Currently, no recommendations for treatment of H. canis bacteraemia are available. Previous case reports described different treatment regimens. Some patients were treated with amoxicillin-clavulanate [5] or ceftriaxone [9], whereas others were treated with a combination of ceftriaxone and doxycycline [13] or a combination of cefuroxime and ciprofloxacin [14]. A minimum of 2 weeks and a maximum of 8 weeks of therapy were described. We successfully treated our patient with a combination of ceftriaxone and doxycycline in a duration of 14 days. To point out, this is the third case where results of in vitro antimicrobial susceptibility testing are presented. Like our results, Leeman et al. found susceptibility of H. canis to amoxicillin, amoxicillin-clavulanate, ceftriaxone, piperacillin-tazobactam, imipenem, metronidazole, and clindamycin [9]. Other study found susceptibility to nalidixic acid only [10]. Clear recommendations for optimal antibiotic treatment regimen of H. canis infections cannot be made. However, this is the fifth case where either a third-generation cephalosporin or doxycycline was used and resulted in complete remission of H. canis infection [8, 9, 13, 14].

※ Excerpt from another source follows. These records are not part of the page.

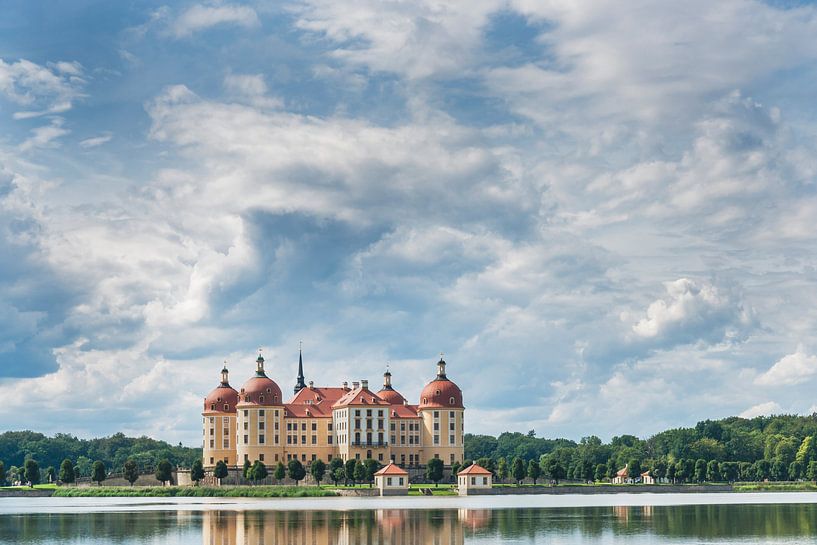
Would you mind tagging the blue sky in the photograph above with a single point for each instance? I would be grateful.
(603, 214)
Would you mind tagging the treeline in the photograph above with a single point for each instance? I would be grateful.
(777, 448)
(113, 451)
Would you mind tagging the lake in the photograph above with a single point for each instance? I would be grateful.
(626, 518)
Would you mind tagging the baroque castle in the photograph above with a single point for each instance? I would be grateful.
(321, 423)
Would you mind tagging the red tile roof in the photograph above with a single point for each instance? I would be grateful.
(474, 469)
(392, 469)
(359, 396)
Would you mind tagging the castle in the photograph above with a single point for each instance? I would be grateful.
(321, 423)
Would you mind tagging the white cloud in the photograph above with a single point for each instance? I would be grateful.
(789, 370)
(48, 90)
(691, 311)
(200, 17)
(96, 141)
(762, 409)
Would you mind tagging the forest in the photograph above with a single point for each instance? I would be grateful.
(777, 448)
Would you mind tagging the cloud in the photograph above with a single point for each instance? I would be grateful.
(200, 17)
(96, 141)
(692, 311)
(762, 409)
(45, 136)
(48, 90)
(789, 370)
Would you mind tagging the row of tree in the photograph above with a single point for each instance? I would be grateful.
(764, 448)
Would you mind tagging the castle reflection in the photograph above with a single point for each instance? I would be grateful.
(387, 526)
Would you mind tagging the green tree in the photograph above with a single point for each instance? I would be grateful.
(349, 468)
(360, 472)
(502, 469)
(518, 470)
(339, 474)
(220, 471)
(280, 472)
(31, 472)
(130, 471)
(99, 473)
(296, 470)
(67, 474)
(434, 471)
(318, 470)
(554, 469)
(700, 470)
(534, 471)
(197, 472)
(713, 471)
(164, 471)
(259, 471)
(811, 470)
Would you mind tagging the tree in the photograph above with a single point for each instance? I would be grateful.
(130, 471)
(713, 471)
(164, 471)
(554, 469)
(67, 474)
(434, 470)
(220, 471)
(534, 471)
(339, 474)
(280, 472)
(99, 473)
(811, 471)
(700, 470)
(318, 470)
(197, 472)
(349, 469)
(296, 470)
(371, 468)
(259, 471)
(502, 469)
(31, 472)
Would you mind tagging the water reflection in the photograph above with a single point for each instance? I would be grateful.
(771, 524)
(387, 526)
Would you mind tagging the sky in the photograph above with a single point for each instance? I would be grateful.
(602, 213)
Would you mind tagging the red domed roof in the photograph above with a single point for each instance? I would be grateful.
(222, 399)
(441, 392)
(391, 396)
(260, 390)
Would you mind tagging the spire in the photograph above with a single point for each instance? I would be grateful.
(387, 379)
(259, 365)
(225, 376)
(300, 384)
(441, 368)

In conclusion, H. canis infections are rare and difficult to diagnose. Clinicians should recognise risk for infection in patients with recent exposure to dogs, cats or sheep while not improving with standard therapy. Risk further increases with underlying comorbidities, especially, autoimmune diseases, immunodeficiency disorders, or use of immunosuppressive agents. A minimum of 2 weeks of therapy is suggested [13].